In 2018 the chamber, which represents businesses from Lake Louise to the western borders of Cochrane, hopes to attract members from across it’s entire jurisdiction and has already managed to pull in six businesses from Calgary who do business in the Bow Valley.
“Our fee structure is so much lower than Calgary’s. We’re starting to see people joining us and giving up their membership in Calgary so that they still have a chamber membership,” said McClure.
Currently, it costs $125 to $825 per year to join the chamber depending on the number of employees a business has. There is also a $25 one-time enrollment fee.
Through it’s membership fees the chamber generated approximately $33,000 in revenue last year, representing just under 50 per cent of its total income of $73,435.
On the flip side, the chamber spent approximately $25,000 on programs representing about a third of its total expenses of $72,215. Tallied up, the chamber ended the year near even with a net operating income of just over $1,200.
“We actually lost money on a number of our early programs because people were just not coming out.

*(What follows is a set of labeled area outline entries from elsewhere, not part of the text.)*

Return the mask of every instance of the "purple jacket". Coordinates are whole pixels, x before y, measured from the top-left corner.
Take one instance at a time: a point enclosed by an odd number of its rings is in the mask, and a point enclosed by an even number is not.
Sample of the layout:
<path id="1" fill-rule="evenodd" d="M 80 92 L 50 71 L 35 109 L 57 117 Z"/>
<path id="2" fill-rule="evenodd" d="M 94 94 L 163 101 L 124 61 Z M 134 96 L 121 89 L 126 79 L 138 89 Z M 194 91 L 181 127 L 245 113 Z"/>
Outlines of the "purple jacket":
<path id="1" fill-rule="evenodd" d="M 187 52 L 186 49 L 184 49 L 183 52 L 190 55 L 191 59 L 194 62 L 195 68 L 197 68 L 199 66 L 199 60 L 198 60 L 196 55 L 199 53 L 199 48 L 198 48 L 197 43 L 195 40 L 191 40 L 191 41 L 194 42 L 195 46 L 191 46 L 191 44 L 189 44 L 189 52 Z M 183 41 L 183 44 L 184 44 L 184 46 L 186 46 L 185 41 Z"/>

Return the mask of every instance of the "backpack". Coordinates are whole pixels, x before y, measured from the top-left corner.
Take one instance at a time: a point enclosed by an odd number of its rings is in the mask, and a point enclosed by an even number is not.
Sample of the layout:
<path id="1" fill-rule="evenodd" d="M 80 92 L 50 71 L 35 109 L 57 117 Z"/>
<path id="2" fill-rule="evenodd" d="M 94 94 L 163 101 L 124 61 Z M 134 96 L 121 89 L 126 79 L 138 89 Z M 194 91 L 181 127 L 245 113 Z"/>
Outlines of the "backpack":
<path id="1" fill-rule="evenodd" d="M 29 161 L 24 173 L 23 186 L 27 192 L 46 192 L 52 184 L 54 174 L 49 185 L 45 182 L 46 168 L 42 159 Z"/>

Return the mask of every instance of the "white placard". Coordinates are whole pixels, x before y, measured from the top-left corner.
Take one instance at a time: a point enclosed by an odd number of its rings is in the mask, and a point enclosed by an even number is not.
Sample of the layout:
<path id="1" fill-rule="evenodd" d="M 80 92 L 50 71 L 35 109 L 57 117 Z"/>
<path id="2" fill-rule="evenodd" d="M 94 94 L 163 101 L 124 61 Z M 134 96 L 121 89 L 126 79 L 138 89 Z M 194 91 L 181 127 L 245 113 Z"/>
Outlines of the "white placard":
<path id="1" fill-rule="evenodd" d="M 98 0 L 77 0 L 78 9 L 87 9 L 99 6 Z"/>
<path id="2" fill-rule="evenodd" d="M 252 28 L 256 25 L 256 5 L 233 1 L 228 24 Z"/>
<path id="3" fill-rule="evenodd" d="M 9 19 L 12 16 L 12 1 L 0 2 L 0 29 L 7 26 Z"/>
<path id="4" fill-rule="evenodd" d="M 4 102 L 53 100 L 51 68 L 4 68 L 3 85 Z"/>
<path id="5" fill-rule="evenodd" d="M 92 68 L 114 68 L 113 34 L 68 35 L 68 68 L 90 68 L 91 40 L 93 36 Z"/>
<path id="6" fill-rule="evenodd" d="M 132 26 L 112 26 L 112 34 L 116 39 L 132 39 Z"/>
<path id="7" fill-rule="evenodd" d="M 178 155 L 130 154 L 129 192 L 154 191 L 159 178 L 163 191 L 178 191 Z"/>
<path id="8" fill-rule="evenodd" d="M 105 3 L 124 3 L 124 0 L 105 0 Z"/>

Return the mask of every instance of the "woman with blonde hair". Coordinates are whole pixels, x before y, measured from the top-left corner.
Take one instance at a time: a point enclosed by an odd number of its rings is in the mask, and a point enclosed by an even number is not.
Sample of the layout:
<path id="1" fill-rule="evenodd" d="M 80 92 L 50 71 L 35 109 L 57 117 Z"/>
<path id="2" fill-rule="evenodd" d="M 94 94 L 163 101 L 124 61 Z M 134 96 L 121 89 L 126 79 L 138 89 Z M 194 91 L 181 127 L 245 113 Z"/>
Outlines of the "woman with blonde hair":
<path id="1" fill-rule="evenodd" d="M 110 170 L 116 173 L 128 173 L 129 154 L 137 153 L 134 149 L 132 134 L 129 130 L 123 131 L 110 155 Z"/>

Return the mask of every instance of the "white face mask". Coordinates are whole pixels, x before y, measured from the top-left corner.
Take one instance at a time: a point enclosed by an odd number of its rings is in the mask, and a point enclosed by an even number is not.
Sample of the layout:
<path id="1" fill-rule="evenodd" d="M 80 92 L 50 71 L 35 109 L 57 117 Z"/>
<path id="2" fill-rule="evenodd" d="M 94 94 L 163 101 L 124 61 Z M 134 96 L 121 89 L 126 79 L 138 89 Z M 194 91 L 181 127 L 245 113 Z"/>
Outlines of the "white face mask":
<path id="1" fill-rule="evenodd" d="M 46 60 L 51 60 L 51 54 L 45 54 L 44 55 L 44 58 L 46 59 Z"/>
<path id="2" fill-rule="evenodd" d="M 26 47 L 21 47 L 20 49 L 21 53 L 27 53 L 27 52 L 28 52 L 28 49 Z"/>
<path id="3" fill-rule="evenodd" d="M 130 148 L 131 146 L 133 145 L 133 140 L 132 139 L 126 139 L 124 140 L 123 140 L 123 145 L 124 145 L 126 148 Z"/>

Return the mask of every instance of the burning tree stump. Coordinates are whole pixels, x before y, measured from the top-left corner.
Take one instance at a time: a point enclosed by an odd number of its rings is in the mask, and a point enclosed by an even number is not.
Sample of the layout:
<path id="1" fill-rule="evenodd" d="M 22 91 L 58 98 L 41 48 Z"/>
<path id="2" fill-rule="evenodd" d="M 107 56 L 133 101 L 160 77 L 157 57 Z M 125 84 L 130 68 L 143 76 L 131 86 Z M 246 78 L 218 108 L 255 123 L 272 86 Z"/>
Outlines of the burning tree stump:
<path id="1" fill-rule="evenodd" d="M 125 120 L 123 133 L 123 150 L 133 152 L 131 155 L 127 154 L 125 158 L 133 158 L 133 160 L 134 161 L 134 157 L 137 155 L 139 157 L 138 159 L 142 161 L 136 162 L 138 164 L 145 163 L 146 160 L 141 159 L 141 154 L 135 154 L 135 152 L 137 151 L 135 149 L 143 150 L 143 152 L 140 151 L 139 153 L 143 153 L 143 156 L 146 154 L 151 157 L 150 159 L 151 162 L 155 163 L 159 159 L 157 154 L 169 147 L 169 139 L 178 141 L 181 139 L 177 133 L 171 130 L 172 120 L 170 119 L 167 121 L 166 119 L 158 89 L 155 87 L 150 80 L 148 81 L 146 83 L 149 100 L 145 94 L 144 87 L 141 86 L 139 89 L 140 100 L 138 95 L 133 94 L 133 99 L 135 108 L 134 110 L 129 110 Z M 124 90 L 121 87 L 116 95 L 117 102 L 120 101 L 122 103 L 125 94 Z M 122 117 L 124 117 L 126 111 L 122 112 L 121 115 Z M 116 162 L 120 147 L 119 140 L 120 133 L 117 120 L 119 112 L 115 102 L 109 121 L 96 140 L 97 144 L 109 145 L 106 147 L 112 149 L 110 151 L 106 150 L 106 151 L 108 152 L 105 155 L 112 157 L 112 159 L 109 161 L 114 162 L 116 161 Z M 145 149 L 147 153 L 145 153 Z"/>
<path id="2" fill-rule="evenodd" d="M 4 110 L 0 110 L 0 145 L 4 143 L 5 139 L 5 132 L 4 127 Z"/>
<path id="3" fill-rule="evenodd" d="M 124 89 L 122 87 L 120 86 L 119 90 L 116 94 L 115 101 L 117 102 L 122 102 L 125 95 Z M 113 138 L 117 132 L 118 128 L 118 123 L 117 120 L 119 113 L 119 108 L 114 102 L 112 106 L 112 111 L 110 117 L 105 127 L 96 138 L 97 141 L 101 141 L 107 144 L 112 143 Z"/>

It wasn’t until we kind of established a level of credibility and took on a few new programs that it started to adjust itself,” said McClure, adding in-kind donations accounted for about $22,000 in savings.
Among its most successful programs this year was the launch of Innovate Canmore, which received $25,000 from the Town of Canmore in the fall to pay for a feasibility study to establish a 4,000 square foot tech research and development facility in the Shops of Canmore, a new multi-commercial development slated for the corner of Bow Valley Trail and Benchlands Trail.
McClure said they hope to move into their new place by the end of December 2018, adding Innovate Canmore became a federal non-profit organization in December.
The chamber also has plans to support the 2018 Health and Wellness Festival slated for mid-October.
Among some of its other highlights, the chamber held its first Bow Valley Business Excellence Awards in October, which saw more than 150 people attend and nine businesses recognized with awards.
The chamber also held five conversation cafes covering topics such as taxes on small businesses and municipal politics, as well as learning events about topics such as cannabis legalization and the Workers’ Compensation Board of Alberta. The chamber also focused its advocacy work on five main topics this year, including changes to the federal corporate income tax, the provincial carbon tax, new labour laws, minimum wage and the legalization of marijuana.
The chamber will hold its first annual general meeting on Jan. 31 at the Canmore Seniors Centre. The meeting will run from 5-7 p.m. where a new board will be elected.